• Tissue inhibitor of metalloproteinase-2;
  • prostate cancer;
  • Concanavalin A;
  • reverse transcriptase-polymerase chain reaction

ABSTRACT: The expression and activation of matrix metalloproteinases (MMPs) by tumor cells is correlated with progression to invasive and metastatic status. The purpose of this study was to examine the role of increased MMP-2 (gelatinase A) expression in prostate cancer progression utilizing human prostate PC-3 cancer cells that overexpress MMP-2 using gene transfection. PC-3 cells were transfected with pCR-3 vector only and pCR-3 MMP-2 plasmids employing the LipofectAMINE method, and stable transfectants were selected with G418. The expression of MMP-2, tissue inhibitor of metalloproteinase-2 (TIMP-2), and membrane-type MMP 1 (MT1-MMP) in PC-3 parental and transfected cells under serum-free conditions was determined by zymography, immunoblotting, immunofluorescent microscopy, Northern blotting, and/or reverse transcriptase-polymerase chain reaction (RT-PCR). MMP-2 transfected cells produced primarily the proenzyme form of MMP-2; the parental and vector control transfected PC-3 cells did not express any MMP-2 that was detectable by the methods we employed.

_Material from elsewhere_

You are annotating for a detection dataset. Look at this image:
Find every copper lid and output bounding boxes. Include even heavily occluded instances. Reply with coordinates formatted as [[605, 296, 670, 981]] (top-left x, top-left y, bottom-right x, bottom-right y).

Treatment of PC-3 MMP-2 transfected cells with Concanavalin A (Con A), in contrast to HT-1080 cells, processed only a small amount of the secreted 72-kd proenzyme to a 62-kd intermediate and a cell-associated 59-kd active form. The low level of secreted pro-MMP-2 processing induced by Con A was inhibited by serine protease inhibitors and was unaffected by cyclic adenosine monophosphate (cAMP). Immunoblotting showed that these cells produced abundant TIMP-2 and lower amounts of MT1-MMP in comparison with Con A—responding HT-1080 cells. HT-1080 cells respond to Con A by translocating MT1-MMP from intracellular localization sites to the plasma membrane, an effect not observed in PC-3 cells. The molecular basis for the low level of processing of pro-MMP-2 by PC-3 cells may be due to an overabundance of TIMP-2 and/or a low level of cell surface active MT1-MMP.